King George and Deception Island, South Shetlands

There was something Mediterranean about the view outside this morning: sun sparkling on a placid sea, a semicircular rocky bay with dramatic volcanic cliffs and brightly-coloured buildings behind the beach. Last night we left the icy white wonderland of the Weddell Sea and have now traveled northwest to the South Shetlands, an archipelago renowned for strong winds and violent storms. So this was freak weather indeed: blue skies and halcyon seas. It was also from the sublime to the ridiculous: from the pristine beauty of armadas of sailing icebergs, to the scientific suburbia of King George Island. This is the most populated part of Antarctica: on this one island alone there are 13 different research bases. To our left, the smart blue prefabs of the Chinese base, Great Wall, in front of us the small town of Frei, the Chilean base, and to our right, the red hangers of Bellingshausen, the Russian base. Once ashore we wandered around to look at the neighborhood. The Chilean community includes several families, a small school, a gym, a small blue church and a signpost built out of whale vertebrae. Sturdier souls marched out across the meltwater stream which marks the boundary (and one hour time zone difference!) between the Chilean and Russian camps, and there on a volcanic crag was the Disney-like apparition of a timber Russian Orthodox Church. Swathed in plastic and scaffolding, it is being strengthened to withstand the hurricane-force winds which punch through these islands at regular intervals. What a strange sight! A triumph of carpentry over commonsense, and just another twist to the cultural counterpane these islands have become. Beyond it is a small orange building funded by Coca-Cola for environmental education; appropriate perhaps, as the plain below still glitters with remnant glass shards from 40 years of drinks bottles, recently cleared.
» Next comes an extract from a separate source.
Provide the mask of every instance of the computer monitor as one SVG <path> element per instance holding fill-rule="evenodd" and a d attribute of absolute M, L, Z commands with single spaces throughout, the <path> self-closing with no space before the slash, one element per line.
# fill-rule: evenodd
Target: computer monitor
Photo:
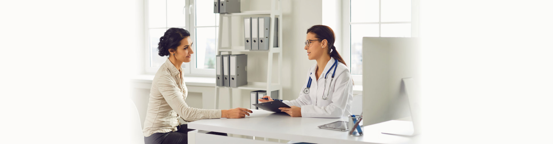
<path fill-rule="evenodd" d="M 404 125 L 407 127 L 384 128 L 383 133 L 418 134 L 421 79 L 419 44 L 416 38 L 363 38 L 364 125 L 410 117 L 412 122 L 395 121 L 409 122 Z"/>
We left this bizarre toy town and steamed west for Deception, but somehow we just kept getting interrupted by the wildlife: first two groups of Orcas butting through a choppy sea, then Orcas menacing a Humpback Whale and calf, then Orcas pursuing penguins, and lastly Orcas shadowing a Sei Whale which steamed on, unfazed by its powerful escorts. But Deception Island beckoned: a huge volcanic caldera 8 miles across breached by the sea on one side which made a perfect sheltered harbour for the 19th century whalers. The National Geographic Endeavour squeezed in through the narrow gateway of Neptune's Bellows, then anchored in Whaler's Bay. This was a chance to stride along the black cinder beach, explore the rusting whaling station and reflect on the 1968 volcanic eruption which all but destroyed the British administrative base here. And just to prove that humans never learn, over 30 reckless souls took a hot bath in a steaming beach bowl dug out by the crew, while the rest of us looked on, aghast.